# Boost :

From: Dave Harris (brangdon_at_[hidden])
Date: 2005-03-21 22:35:15

In-Reply-To: <003501c52a54\$a28c4b90\$6601a8c0_at_pdimov>
pdimov_at_[hidden] (Peter Dimov) wrote (abridged):
> > size_t hash_value( int v ) {
> > return size_t(v) + default_seed;
> > }
>
> I wonder what do we gain from this.

As you pointed out when I first suggested adding the constant in
hash_combine:

This would mean N fixes for a sequence of length N, when one
simple fix is enough. The initial value of the seed is arbitrary
so we can vary it at will. hash_combine, on the other hand, is
based on research and has apparently been selected as one of the
best amongst the shift+xor family. This doesn't mean that it's
sacred, just that if we change it we'll no longer be able to
just point at a PDF as a rationale but will need to do our
own research (which might be a good idea anyway, though.)

:-)

> From the point of view of hash_combine the effect is the same

The difference shows when you have something like:

struct A { int x, y; };
struct B { A a, b, c; };

size_t hash_value( const A &a ) {
size_t hash = 0xbead1;
hash_combine( hash, a.x );
hash_combine( hash, a.y );
return hash;
}

size_t hash_value( const B &b ) {
size_t hash = 0xbead2;
hash_combine( hash, b.a );
hash_combine( hash, b.b );
hash_combine( hash, b.c );
return hash;
}

Here hash_combine is called 9 times, but hash_value(int) is only called 6
times, so we get different results depending on where the constant is
added.

> and we now rely on the user overloads of hash_value to not produce
> a zero.

That's surely reasonable. The hash_value of any user-defined class should
be defined in terms of the hash_values of primitives, and boost provides
all of those.

> This reflects their intended use. The two argument overload is used
> when one has a whole range and wants its hash value, as in the
> hash_value overload for std::vector, for example.
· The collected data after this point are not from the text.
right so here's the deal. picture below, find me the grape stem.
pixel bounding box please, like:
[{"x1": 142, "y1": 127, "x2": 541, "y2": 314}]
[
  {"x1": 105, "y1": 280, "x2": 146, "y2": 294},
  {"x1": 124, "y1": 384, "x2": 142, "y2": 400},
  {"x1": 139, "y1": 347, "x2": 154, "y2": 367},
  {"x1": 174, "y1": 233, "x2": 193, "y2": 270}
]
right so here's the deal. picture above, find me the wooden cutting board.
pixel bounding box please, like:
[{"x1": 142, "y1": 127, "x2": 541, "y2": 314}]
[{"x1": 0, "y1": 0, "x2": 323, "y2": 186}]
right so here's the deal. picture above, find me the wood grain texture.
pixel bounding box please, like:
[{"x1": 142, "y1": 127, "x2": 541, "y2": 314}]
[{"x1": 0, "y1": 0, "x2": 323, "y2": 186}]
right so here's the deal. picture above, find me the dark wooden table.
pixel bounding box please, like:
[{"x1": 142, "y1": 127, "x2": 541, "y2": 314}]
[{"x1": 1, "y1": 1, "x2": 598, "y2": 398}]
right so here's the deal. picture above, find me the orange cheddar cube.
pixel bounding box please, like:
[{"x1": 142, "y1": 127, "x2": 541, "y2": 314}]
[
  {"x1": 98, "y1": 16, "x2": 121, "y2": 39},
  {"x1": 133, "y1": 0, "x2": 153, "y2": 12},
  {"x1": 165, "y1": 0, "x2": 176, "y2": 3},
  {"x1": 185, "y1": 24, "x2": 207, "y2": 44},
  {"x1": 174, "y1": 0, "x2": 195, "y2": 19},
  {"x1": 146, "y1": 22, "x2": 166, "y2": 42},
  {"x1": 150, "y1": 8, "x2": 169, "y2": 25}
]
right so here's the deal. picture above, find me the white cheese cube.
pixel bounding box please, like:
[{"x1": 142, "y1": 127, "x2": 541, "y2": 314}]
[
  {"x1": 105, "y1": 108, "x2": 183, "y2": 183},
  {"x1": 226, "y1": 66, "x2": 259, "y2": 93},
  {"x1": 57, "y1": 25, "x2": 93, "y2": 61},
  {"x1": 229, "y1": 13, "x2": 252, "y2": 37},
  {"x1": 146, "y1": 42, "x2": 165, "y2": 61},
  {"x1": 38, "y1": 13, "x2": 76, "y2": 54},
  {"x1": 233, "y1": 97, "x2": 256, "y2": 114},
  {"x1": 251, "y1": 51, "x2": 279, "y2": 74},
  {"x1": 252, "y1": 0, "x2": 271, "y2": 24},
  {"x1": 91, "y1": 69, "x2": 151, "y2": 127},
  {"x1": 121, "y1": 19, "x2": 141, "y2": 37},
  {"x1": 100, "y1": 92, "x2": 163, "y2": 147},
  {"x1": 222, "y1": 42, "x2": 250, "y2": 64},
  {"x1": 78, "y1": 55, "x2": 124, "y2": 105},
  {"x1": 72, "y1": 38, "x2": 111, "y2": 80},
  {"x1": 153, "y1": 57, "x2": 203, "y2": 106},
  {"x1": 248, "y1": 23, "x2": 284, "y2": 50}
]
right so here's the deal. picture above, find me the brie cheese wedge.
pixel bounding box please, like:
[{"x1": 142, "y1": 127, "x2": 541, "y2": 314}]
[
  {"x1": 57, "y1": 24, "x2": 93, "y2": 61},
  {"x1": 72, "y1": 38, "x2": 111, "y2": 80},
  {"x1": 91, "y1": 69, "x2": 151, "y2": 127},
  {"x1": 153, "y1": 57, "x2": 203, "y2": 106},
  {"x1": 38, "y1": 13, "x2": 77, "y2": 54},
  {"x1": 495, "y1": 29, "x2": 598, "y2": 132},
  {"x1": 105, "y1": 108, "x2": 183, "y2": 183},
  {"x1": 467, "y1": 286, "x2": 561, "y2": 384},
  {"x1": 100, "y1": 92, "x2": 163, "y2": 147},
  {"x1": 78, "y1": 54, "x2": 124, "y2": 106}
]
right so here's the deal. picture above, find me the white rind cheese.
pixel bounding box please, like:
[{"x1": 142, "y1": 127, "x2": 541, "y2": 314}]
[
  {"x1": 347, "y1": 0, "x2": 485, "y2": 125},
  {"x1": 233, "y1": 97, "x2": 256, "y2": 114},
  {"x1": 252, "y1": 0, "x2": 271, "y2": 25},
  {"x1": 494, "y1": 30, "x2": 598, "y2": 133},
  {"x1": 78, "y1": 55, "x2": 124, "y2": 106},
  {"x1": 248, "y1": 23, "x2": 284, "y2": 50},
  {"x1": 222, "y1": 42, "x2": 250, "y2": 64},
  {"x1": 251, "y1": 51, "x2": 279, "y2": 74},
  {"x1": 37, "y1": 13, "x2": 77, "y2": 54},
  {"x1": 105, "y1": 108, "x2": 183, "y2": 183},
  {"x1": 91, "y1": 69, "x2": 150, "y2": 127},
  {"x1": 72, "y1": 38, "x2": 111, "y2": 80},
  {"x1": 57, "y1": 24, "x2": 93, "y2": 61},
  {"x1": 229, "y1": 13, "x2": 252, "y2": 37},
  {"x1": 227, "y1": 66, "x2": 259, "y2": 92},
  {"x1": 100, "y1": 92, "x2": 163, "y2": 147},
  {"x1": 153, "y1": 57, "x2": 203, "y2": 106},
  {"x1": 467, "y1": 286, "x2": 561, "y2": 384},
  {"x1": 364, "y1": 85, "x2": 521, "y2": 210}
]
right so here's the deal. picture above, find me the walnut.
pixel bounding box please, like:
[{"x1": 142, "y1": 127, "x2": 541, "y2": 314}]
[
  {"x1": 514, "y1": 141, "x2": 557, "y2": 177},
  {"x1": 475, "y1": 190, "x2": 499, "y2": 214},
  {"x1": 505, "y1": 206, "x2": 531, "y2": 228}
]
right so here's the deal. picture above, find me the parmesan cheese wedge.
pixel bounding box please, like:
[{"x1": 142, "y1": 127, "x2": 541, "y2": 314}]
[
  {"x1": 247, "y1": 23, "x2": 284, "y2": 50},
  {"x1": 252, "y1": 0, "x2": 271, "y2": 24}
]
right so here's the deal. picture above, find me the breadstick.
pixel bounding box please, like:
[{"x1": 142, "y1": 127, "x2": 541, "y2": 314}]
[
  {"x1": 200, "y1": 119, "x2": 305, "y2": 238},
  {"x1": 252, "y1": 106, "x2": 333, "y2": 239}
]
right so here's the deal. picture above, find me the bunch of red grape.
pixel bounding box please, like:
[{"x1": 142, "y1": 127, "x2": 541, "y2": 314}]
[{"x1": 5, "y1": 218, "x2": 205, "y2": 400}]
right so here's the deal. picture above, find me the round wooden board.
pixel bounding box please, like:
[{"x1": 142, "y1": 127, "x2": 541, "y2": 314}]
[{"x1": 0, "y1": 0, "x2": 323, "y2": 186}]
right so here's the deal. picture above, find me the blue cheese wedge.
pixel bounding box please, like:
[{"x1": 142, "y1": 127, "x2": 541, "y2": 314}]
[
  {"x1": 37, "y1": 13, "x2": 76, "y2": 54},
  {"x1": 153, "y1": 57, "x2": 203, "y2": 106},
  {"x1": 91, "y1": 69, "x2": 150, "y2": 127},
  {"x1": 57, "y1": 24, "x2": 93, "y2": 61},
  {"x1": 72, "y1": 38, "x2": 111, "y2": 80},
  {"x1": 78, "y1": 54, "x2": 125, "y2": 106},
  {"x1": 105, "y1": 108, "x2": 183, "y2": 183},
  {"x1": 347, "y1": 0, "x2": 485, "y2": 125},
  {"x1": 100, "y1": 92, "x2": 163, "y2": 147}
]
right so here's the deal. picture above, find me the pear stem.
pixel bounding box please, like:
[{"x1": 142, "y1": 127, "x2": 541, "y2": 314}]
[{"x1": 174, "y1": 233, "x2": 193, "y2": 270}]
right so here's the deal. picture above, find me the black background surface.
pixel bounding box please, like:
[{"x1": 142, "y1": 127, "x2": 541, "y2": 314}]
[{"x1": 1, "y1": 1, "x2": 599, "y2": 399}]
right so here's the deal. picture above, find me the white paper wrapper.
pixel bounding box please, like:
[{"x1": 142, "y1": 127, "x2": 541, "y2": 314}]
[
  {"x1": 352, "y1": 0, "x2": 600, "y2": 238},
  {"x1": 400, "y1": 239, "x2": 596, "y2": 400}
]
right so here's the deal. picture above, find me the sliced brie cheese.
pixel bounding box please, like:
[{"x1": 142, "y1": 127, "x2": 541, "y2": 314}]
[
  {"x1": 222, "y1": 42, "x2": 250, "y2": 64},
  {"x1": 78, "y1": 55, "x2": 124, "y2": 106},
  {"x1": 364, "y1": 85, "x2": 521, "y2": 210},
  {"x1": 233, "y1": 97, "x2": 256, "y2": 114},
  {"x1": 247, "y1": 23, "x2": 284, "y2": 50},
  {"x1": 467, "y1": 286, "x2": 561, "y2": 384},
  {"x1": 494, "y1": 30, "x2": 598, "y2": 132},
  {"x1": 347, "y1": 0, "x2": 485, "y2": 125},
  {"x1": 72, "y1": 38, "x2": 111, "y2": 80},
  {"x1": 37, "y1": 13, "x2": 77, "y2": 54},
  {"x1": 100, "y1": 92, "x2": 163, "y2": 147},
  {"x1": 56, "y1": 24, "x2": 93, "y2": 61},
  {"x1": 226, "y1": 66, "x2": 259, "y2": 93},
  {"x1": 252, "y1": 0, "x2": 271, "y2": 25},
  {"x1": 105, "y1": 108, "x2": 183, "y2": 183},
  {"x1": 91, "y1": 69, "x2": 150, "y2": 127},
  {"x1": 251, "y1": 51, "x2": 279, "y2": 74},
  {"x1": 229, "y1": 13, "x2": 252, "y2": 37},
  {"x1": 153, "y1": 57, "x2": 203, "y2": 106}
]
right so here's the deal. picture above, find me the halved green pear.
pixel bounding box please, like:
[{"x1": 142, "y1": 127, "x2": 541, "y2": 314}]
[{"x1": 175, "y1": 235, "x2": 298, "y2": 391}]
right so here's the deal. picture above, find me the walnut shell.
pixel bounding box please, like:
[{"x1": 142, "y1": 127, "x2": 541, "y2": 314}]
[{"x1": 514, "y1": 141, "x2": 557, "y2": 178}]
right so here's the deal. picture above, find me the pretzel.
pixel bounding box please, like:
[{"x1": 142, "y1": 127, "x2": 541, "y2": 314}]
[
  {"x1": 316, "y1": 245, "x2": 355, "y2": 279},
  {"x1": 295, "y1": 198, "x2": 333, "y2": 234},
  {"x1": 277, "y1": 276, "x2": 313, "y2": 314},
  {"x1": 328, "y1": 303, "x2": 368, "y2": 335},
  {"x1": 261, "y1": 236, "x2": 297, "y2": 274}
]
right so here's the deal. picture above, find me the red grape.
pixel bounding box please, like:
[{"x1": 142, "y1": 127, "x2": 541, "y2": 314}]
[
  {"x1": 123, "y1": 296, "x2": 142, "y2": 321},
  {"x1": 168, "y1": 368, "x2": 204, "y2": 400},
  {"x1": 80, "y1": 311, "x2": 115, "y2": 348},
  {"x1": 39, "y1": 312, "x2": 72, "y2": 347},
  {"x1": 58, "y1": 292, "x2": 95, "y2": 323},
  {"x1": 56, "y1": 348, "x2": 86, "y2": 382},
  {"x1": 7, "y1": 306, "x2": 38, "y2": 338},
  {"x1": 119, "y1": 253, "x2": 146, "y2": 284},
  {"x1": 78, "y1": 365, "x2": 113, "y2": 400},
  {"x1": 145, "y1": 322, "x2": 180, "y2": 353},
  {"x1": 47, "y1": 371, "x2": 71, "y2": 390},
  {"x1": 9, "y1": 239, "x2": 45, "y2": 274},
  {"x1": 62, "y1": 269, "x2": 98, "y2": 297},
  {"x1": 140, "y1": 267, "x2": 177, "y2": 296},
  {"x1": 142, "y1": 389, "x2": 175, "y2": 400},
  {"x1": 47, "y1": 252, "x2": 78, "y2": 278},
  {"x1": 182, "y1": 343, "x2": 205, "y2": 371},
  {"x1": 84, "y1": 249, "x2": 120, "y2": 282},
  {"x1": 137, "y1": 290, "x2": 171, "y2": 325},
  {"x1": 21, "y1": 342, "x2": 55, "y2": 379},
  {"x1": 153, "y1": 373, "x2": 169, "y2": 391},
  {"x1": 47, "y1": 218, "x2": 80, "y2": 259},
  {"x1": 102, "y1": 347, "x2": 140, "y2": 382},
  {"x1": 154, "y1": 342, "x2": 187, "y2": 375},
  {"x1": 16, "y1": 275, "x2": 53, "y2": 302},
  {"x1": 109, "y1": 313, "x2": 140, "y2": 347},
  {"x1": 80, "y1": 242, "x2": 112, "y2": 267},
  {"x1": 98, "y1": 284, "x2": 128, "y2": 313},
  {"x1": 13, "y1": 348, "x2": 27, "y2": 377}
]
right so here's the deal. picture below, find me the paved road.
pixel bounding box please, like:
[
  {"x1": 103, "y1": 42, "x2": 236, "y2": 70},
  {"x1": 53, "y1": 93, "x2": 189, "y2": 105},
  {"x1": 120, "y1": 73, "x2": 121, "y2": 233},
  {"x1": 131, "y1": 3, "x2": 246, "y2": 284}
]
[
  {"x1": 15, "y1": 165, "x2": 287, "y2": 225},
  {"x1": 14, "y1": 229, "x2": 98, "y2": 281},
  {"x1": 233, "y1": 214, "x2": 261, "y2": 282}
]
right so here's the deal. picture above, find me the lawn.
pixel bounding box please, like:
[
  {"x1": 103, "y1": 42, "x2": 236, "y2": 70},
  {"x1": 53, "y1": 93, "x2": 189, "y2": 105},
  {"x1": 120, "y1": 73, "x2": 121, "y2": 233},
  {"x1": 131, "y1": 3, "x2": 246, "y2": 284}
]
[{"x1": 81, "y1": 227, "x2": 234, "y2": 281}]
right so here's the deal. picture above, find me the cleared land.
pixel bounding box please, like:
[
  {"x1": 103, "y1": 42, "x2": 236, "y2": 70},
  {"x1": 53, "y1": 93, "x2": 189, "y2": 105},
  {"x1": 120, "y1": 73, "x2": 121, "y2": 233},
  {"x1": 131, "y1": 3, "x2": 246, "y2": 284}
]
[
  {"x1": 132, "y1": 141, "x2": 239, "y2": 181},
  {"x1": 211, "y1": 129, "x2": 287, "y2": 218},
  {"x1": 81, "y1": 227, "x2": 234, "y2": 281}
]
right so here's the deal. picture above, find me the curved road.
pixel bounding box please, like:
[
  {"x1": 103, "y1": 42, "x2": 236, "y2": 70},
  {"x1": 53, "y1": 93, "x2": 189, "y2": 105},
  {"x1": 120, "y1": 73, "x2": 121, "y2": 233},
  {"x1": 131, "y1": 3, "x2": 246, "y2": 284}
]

I actually think this is going to be fairly rare. This is mainly because
there will usually be a constant thrown in to represent the type of the
object. (I appreciate you won't do that for std containers, but I maintain
its a good idea for user-defined types.)

The 2-argument version is strictly redundant as it must be defined in
terms of the 3-argument version. It's just a convenience function, used
mainly by the std containers.

Admittedly hash_combine is also (nearly) redundant, being definable as:

void hash_combine( size_t &hash, const T &t ) {
hash_range( hash, &t, &t+1 );
}

if T does not overload address-of.

Incidently, do you agree we will sometimes want to pass a hash value as
the second argument to hash_combine? Like:

hash_combine( hash, hash_range( first, last ) );
hash_combine( hash, obj.get_hash( some_arg ) );

If not, then maybe we should have a hash_combine that just combines
hashes. At the moment the combining is mixed in with the getting; it's not
a very orthogonal API.

-- Dave Harris, Nottingham, UK